The Stretch is about 5 minutes long. She starts with seated spinal rolls, then moves onto side lying kicks and stretches, then Bow, then something like an elbow plank- your abs should feel these as well. Then it's hip stretches, and side straddle folds. Although not super deep stretches, they feel good after all of the other work.

I haven't had so much fun with a workout in a long time, and a big contributor was the music. This is some of the best I've heard in a long time. The early parts are sort of like updated funky disco, which I like, but the later sections get jazzy/avant garde. Really fun- Gillies did a great job, and I can't wait to do this one again."
An OK workout if you can get past Liz Gillies appearance
M. Glowacki | 11/28/2007
(2 out of 5 stars)

"There was so much about this workout that got on my nerves that I only did it twice before donating it to my local library - which is a shame, because if you close your eyes and just listen to Liz Gillies you quickly realize that she is an experienced instructor who really knows her stuff. She gives some great tips and advice on properly postioning yourself to get the most from each exercise. And yet... ack! Her faux spaghetti-like pigtails and her teeny low cut red top were just too too distracting for me. I've never had such a strong visceral reaction to a fitness instructor before. There are two female background exercisers who don't help much.
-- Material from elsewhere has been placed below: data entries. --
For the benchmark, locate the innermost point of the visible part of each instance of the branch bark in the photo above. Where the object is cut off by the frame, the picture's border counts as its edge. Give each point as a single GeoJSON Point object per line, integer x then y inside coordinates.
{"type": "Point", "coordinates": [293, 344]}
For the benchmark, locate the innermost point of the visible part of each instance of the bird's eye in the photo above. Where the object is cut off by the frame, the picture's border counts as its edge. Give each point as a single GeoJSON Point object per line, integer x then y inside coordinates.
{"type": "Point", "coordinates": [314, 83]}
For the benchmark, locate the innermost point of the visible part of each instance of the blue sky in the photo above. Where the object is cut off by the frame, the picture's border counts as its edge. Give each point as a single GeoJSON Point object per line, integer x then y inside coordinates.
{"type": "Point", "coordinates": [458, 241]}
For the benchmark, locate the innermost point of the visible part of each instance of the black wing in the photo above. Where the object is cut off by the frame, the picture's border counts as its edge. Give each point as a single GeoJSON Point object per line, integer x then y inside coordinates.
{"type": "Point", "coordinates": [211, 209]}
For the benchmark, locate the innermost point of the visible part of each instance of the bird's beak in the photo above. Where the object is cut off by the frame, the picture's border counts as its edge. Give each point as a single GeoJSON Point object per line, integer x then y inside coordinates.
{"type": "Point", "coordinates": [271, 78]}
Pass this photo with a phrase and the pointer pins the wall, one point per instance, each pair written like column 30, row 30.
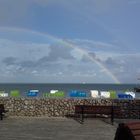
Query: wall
column 62, row 107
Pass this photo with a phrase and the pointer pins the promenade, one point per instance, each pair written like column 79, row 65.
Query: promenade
column 43, row 128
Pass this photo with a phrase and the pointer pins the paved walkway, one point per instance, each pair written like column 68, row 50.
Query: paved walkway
column 18, row 128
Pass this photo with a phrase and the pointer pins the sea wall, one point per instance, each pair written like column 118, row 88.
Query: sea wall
column 62, row 107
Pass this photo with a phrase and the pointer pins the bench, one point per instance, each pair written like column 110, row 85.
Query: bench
column 128, row 131
column 83, row 110
column 2, row 111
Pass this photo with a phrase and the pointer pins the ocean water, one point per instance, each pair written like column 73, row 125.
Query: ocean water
column 43, row 88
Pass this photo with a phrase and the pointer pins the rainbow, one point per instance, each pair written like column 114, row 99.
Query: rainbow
column 67, row 44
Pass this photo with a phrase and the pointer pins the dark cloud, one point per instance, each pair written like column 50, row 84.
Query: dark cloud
column 9, row 60
column 60, row 52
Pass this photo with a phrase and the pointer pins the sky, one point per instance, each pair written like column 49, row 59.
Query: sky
column 69, row 41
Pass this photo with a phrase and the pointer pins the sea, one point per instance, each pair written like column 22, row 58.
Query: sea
column 67, row 88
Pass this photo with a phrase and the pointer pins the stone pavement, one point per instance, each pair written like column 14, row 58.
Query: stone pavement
column 43, row 128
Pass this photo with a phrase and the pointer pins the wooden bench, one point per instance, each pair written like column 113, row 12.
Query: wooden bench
column 2, row 111
column 128, row 131
column 83, row 110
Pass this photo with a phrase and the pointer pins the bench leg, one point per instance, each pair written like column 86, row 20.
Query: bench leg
column 1, row 116
column 112, row 115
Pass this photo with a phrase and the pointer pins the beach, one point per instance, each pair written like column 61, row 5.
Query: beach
column 55, row 128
While they both demonstrate excellent form, the one on the left has a fake smile plastered on her face throughout the workout and the other one is stoic to the point where her facial expression NEVER alters. The music wasn't anything to get excited about either. The standing routine felt awkward to me... lots of fast, pulsing types of movement, and Liz's cueing, unfortunately, isn't the greatest here. The floor work is the best part of the whole DVD. If at all possible, try borrowing or renting this DVD before adding it to your collection. It's definitely an acquired taste.
Great for body awareness & working postural smaller muscles
Lena, LMT | Nassau, NY | 11/25/2007
(4 out of 5 stars)

"Liz Gillies has great body awareness on what feels right & what move would balance out the body next. She has a past scholarship in dance school, ballet as a child, pilates training, body movement classes, etc. She gives great cues for proper body posture, good timing in giving them & great sunny personality like a good friend w/o being fake or perky while doing it. I'm very impressed with Liz here, she gives a lot of info w/o being boring or even missing a beat.
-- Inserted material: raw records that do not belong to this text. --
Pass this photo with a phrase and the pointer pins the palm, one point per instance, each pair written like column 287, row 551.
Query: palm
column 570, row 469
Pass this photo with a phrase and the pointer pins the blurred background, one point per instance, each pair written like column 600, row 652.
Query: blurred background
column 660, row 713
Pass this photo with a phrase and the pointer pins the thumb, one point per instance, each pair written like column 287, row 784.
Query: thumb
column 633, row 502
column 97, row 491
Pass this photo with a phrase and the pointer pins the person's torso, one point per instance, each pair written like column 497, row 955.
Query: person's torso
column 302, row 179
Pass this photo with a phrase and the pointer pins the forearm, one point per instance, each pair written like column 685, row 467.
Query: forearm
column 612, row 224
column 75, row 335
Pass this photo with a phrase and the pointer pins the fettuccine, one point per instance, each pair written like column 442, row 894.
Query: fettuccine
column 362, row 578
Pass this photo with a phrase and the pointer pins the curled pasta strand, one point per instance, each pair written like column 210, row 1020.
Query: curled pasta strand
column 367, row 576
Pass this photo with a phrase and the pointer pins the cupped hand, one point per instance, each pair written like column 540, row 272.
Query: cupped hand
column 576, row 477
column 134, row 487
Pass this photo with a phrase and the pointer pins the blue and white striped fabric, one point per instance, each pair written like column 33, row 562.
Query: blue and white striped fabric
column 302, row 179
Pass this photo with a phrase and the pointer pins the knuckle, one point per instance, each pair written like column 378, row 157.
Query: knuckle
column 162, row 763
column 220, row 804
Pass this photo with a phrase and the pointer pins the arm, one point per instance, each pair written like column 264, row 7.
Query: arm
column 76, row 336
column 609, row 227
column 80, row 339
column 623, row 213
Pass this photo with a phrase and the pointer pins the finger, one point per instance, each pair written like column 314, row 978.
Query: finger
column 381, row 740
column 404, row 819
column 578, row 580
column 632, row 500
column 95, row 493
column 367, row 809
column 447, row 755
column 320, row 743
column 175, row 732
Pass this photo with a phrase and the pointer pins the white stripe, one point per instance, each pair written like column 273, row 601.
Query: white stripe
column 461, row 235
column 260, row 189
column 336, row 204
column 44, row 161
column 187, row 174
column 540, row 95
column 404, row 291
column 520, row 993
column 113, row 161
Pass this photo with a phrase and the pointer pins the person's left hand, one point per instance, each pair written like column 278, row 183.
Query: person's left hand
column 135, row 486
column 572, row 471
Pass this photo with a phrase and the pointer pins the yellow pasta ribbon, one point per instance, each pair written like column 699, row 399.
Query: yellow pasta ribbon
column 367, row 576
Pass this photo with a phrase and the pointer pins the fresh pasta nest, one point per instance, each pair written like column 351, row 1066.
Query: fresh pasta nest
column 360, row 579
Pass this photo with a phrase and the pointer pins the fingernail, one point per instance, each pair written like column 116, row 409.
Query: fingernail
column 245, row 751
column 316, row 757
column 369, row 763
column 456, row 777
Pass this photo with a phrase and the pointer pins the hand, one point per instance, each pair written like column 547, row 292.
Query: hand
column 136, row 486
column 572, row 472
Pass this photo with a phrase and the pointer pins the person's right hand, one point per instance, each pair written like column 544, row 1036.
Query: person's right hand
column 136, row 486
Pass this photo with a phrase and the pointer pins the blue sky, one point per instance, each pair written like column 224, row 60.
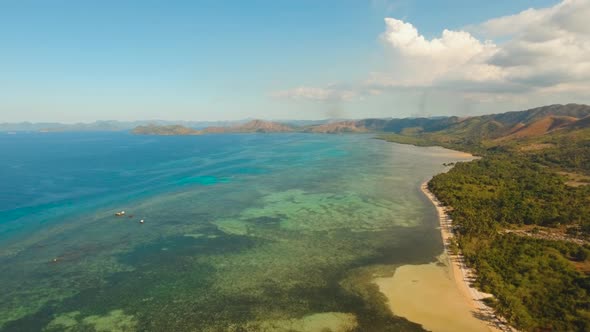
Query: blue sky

Liz is here with 2 other women, both older & slim but don't look like Barbie dolls. Each woman has different bad posture issues & Liz has you refer to the one that you are more like.
Liz states this workout is for working deeper muscles which keep the body tall, long & lean & lifted. Form with flexibility & muscle coordination. She says it's challenging, but you'll get the body you'll love.
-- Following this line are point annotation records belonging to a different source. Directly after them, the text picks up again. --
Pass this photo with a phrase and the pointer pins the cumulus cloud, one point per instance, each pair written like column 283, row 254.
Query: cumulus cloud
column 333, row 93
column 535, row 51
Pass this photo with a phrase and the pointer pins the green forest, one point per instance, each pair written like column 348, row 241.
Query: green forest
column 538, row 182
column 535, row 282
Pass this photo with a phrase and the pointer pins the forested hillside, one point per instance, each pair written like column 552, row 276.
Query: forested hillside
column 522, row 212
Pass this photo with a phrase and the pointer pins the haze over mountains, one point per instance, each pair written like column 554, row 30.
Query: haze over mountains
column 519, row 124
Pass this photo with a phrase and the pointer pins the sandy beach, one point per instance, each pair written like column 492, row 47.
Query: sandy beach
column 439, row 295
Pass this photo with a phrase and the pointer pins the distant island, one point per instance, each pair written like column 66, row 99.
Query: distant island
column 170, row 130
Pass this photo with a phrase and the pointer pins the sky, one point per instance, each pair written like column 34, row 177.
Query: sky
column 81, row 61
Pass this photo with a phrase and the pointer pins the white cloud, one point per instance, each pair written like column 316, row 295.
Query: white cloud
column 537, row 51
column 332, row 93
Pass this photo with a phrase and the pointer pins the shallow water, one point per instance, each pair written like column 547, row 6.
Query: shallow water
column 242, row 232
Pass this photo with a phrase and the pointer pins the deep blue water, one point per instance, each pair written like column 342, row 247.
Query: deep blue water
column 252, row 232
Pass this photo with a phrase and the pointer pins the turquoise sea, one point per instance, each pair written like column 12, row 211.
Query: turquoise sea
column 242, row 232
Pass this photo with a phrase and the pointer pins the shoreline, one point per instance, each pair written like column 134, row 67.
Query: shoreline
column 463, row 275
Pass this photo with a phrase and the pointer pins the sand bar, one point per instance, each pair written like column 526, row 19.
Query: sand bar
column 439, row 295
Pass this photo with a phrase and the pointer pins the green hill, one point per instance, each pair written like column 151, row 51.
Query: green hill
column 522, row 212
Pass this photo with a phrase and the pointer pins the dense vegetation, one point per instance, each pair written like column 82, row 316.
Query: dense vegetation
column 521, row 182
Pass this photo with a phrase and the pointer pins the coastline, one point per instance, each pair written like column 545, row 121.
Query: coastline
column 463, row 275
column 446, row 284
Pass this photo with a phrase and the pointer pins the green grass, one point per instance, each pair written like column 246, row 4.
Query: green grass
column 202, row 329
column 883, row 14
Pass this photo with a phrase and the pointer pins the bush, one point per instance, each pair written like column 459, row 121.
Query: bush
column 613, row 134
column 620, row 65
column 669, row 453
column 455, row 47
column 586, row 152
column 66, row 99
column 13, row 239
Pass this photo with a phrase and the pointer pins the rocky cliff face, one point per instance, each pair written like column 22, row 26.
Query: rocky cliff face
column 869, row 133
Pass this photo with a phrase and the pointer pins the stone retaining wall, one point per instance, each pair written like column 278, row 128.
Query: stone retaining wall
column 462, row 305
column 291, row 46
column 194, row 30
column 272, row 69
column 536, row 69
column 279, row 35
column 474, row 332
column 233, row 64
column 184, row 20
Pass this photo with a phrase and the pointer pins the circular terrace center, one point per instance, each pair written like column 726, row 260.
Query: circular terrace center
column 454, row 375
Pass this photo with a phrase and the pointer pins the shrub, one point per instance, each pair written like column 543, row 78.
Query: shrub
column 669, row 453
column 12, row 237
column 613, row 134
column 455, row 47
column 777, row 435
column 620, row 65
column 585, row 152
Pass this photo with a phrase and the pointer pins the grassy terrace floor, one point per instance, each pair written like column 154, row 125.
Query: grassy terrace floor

It's hard to explain the moves but DNK did a great job. This workout is harder then either of her progressive pilates, so those who liked it but thought it was easy will love this.
The 16 min warm-up is a little dancey, but has some toning like a sorta chair pose in yoga but in a different position that you can feel in the pelvic region to work the PC muscles, but the rest is on the floor for toning."